Benoit Ste-Marie, Directeur général de la CORPIQ (Corporation des propriétaires immobiliers du Québec) PHOTO : COURTOISIE

Le Journal de Québec

Benoit Ste-Marie, Directeur général de la CORPIQ (Corporation des propriétaires immobiliers du Québec) PHOTO : COURTOISIE

 

Qu’est-ce qu’une cession de bail?  

Au Québec, lorsqu’un locataire désire quitter son logement et se libérer de ses obligations en plein cours de bail, il a l’option de sous-louer son logement ou de céder son bail. Dans le cas de la seconde option, il doit aviser par écrit le locateur de son intention de quitter en incluant les coordonnées du nouveau locataire et le propriétaire ne peut refuser la cession à moins d’un motif «sérieux», comme de mauvais antécédents à titre de locataire ou une cote de crédit insuffisante. 

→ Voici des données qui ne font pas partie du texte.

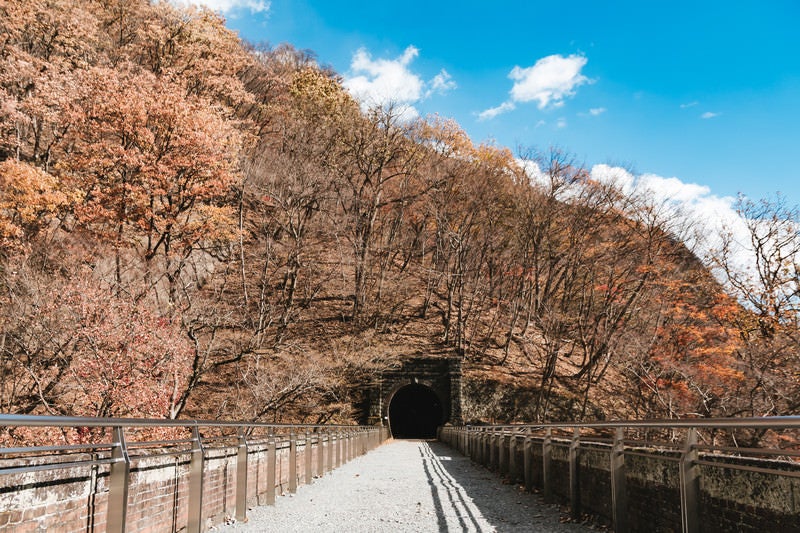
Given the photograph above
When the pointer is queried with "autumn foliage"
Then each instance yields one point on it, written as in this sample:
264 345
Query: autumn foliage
193 226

Selon le coup de sonde réalisé à la mi-avril auprès de 1400 propriétaires, 10% des transferts de baux se sont faits sans l’accord préalable du propriétaire, un geste illégal aux yeux du Tribunal administratif du logement (TAL).  

Dans une grande majorité des cas, le propriétaire aurait offert au locataire de le libérer de ses obligations pour qu’il puisse remettre le logement en location, une proposition refusée dans près de 20% des cas.  

«Si le bail est cédé, le propriétaire n’a ni le temps et ni la possibilité financière de rénover, car toutes les conditions du bail sont bloquées», dénonce Benoit Ste-Marie, qui assure que l’impossibilité de rénover en fin de bail «pave la voie à des rénovictions». 

La cession de bail entraînerait, à terme, des conséquences importantes sur le marché locatif comme des problèmes de salubrité, la dévaluation de la valeur réelle des logements et la «destruction» de l’offre locative, estime-t-il.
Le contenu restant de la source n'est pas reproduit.